Construct a coulometric titration curve of 100.0 mL of a 1 M H₂SO₄ solution containing Fe(II) titrated with Ce(IV) generated from 0.075 M Ce(III). The titration is monitored by potentiometry. The initial amount of Fe(II) present is 0.05182 mmol. A constant current of 20.0 mA is used. Find the time corresponding to the equivalence point. Then, for about ten values of time before the equivalence point, use the stoichiometry of the reaction to calculate the amount of Fe³⁺ produced and the amount of Fe²⁺remaining. Use the Nernst equation to find the system potential. Find the equivalence point potential in the usual manner for a redox titration. For about ten times after the equivalence point, calculate the amount of Ce⁴⁺ produced from the electrolysis and the amount of Ce³⁺ remaining.

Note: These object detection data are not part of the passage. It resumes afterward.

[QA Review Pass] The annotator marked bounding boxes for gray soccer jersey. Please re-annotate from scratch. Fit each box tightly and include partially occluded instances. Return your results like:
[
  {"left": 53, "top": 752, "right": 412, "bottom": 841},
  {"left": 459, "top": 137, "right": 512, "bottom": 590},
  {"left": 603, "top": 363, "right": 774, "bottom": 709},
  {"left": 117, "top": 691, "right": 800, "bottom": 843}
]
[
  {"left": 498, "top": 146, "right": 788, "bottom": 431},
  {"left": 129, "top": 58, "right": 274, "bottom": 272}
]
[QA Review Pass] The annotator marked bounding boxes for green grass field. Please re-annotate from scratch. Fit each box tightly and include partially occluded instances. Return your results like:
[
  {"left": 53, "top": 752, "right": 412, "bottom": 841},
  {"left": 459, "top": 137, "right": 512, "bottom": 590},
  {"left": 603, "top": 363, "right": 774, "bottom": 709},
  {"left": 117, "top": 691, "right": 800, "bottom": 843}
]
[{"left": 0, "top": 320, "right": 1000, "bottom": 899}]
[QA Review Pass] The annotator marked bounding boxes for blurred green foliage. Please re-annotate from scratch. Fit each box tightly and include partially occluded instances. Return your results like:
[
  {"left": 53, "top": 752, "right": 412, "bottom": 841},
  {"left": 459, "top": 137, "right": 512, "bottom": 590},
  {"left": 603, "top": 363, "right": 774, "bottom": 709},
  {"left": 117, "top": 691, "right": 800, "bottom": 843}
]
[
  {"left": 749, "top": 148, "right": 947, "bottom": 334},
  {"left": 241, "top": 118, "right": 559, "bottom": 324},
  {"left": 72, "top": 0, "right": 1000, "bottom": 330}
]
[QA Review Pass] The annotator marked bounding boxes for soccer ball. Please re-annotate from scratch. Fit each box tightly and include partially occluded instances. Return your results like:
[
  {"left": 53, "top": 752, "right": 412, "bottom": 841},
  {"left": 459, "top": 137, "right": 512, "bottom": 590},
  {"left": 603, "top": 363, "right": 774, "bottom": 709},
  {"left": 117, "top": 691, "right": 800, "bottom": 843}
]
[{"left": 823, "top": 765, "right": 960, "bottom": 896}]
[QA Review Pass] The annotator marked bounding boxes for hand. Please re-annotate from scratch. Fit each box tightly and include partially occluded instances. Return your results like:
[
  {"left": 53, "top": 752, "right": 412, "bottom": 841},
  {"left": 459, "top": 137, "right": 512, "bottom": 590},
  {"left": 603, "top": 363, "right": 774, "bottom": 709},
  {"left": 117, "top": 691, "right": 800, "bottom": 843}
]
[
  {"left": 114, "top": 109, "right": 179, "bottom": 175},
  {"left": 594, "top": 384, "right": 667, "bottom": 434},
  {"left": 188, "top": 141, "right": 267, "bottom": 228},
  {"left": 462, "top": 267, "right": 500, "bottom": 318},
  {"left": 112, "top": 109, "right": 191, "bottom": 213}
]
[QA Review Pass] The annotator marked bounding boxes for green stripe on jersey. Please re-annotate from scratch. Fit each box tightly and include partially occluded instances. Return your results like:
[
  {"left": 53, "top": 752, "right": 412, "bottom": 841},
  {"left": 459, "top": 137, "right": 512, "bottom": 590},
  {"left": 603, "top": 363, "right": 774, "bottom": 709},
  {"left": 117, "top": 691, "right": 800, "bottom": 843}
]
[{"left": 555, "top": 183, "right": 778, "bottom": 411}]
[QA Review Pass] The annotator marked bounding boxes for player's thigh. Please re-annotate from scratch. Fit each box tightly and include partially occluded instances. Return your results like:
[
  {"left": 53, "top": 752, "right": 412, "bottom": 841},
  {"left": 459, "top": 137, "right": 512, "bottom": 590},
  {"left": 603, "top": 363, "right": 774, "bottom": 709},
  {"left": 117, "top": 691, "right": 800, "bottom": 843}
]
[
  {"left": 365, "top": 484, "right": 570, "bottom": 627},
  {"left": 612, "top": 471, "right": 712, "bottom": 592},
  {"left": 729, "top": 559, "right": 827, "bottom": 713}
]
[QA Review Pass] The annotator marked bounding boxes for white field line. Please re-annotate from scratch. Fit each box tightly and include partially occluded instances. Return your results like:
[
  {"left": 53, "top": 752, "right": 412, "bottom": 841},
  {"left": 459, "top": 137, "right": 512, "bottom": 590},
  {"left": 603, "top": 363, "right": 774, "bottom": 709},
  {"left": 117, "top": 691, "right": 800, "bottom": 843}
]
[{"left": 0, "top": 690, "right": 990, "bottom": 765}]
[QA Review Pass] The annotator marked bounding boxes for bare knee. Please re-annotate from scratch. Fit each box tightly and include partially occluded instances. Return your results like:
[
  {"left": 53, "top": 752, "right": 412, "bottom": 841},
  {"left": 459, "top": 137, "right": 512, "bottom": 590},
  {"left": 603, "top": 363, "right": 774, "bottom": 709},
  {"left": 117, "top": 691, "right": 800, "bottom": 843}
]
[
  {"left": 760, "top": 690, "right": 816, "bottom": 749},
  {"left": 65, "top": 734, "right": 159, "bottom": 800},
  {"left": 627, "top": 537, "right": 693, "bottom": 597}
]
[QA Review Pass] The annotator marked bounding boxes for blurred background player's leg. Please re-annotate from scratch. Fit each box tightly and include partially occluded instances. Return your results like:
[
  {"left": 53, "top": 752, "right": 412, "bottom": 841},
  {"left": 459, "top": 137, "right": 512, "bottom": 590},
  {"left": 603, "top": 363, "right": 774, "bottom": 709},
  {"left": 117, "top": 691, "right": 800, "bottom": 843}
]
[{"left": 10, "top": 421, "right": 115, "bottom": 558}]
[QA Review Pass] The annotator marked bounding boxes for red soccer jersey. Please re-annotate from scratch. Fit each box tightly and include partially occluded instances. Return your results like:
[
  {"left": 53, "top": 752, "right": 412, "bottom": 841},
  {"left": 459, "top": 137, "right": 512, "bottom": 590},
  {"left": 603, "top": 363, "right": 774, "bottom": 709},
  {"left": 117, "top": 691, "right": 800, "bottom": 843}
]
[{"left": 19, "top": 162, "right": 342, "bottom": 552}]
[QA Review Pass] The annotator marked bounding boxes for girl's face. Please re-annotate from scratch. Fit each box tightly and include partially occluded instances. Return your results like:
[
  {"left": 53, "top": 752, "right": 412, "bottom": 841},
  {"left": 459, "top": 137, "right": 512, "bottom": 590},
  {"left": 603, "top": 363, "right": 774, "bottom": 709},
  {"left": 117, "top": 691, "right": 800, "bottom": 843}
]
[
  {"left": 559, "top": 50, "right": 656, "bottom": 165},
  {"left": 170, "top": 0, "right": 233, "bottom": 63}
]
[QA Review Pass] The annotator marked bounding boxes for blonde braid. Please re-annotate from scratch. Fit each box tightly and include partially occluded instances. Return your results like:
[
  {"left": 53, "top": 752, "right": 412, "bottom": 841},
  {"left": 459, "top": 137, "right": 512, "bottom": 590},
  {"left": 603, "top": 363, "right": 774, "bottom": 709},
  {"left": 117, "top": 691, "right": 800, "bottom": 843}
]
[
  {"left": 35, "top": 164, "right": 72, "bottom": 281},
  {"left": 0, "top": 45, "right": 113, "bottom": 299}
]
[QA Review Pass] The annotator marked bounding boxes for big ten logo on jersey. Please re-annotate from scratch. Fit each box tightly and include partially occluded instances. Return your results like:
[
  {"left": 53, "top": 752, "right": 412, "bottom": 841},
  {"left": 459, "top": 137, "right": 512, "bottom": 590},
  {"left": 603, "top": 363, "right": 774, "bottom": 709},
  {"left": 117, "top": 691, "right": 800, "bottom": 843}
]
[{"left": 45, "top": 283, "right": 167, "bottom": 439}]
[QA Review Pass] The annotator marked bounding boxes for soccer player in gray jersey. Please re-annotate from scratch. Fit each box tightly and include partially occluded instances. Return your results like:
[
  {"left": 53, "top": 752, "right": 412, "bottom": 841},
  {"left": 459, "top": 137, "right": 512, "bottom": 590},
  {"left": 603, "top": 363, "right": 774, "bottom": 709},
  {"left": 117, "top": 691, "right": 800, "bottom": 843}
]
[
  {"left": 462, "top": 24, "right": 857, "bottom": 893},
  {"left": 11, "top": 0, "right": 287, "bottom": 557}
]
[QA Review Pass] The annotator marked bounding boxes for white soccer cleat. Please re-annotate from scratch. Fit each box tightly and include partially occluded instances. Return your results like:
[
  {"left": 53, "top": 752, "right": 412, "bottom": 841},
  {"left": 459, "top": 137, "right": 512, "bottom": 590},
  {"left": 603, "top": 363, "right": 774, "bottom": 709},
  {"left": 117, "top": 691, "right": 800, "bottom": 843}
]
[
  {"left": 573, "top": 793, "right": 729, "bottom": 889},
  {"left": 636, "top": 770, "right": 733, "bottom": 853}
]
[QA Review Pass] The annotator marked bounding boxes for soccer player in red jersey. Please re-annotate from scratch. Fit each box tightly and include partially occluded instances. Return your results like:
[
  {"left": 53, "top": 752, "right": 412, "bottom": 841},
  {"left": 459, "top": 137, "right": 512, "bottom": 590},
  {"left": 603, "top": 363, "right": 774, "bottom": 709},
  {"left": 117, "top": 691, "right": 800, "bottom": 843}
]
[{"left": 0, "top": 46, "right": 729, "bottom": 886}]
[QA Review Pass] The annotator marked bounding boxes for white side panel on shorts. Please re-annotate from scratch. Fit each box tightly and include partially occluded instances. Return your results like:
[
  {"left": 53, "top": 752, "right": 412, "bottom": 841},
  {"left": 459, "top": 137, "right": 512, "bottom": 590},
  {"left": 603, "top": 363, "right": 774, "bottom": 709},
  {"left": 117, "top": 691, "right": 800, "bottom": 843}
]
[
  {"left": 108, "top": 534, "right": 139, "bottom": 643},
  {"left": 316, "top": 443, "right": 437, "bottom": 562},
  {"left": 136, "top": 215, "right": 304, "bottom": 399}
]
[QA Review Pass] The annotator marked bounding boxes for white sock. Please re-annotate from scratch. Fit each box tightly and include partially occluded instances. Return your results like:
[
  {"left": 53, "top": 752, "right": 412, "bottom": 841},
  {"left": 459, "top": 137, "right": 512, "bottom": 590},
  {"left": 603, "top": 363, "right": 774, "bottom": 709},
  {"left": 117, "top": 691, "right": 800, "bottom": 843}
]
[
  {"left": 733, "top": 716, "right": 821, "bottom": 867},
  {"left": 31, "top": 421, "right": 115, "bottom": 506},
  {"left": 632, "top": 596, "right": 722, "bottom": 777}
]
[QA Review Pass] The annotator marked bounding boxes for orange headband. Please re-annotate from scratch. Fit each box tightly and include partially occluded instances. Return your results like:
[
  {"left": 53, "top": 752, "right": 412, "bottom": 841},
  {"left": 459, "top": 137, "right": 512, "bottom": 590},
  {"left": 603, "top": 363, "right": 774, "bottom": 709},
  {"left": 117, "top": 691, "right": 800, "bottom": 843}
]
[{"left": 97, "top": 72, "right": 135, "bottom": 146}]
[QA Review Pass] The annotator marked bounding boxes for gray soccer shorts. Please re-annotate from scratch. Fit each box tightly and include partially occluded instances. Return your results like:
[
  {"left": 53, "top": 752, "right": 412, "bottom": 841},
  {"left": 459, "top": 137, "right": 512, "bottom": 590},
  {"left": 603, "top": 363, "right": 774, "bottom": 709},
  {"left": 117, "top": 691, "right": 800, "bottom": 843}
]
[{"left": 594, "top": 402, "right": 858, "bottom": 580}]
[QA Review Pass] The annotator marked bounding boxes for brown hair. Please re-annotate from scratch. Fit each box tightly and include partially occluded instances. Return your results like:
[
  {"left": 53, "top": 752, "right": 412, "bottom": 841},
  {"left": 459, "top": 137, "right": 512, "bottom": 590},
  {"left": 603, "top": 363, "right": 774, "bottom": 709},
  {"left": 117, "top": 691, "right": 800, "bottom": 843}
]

Plot the curve of system potential versus electrolysis time.

Short Answer

Expert verified

Step by step solution

Given Information

A coulometric titration curve needs to be constructed containing 100.0 mL of a 1 M H₂SO₄ solution in which Fe(II) is titrated against Ce(IV) which is generated from 0.075 M Ce(III).

Explanation

The electrode potential and reactions are represented as follows:

${Ce}^{4 +} + e \to {Ce}^{3 +} E^{0} = 1.44 V {Fe}^{3 +} + e \to {Fe}^{2 +} E^{0} = 0.68 V$

Overall: ${Ce}^{4 +} + {Fe}^{2 +} \to {Ce}^{3 +} + {Fe}^{3 +}$

Equivalence point volume = $0.05182 \times 10^{- 3} mol \times \frac{1 mol}{1 mol} \times \frac{1000 mL}{0.075 mol} = 0.691 mL$

E_system before the equivalence point can be calculated by applying Nernst equation to Fe²⁺/Fe³⁺ half-cell reaction

$E_{system} = E^{0} - \frac{0.0592}{n} \log \frac{[{Fe}^{2 +}]}{[{Fe}^{3 +}]} [{Fe}^{2 +}] = \frac{initial moles of {Fe}^{2 +} - moles of {Ce}^{4 +} added}{100.0 mL + Volume of {Ce}^{4 +} added} [{Fe}^{3 +}] = \frac{moles of {Ce}^{4 +} added}{100.0 mL + Volume of {Ce}^{4 +} added}$

At the equivalence point, $[{Fe}^{2 +}] = [{Ce}^{4 +}] and [{Fe}^{3 +}] = [{Ce}^{3 +}]$ .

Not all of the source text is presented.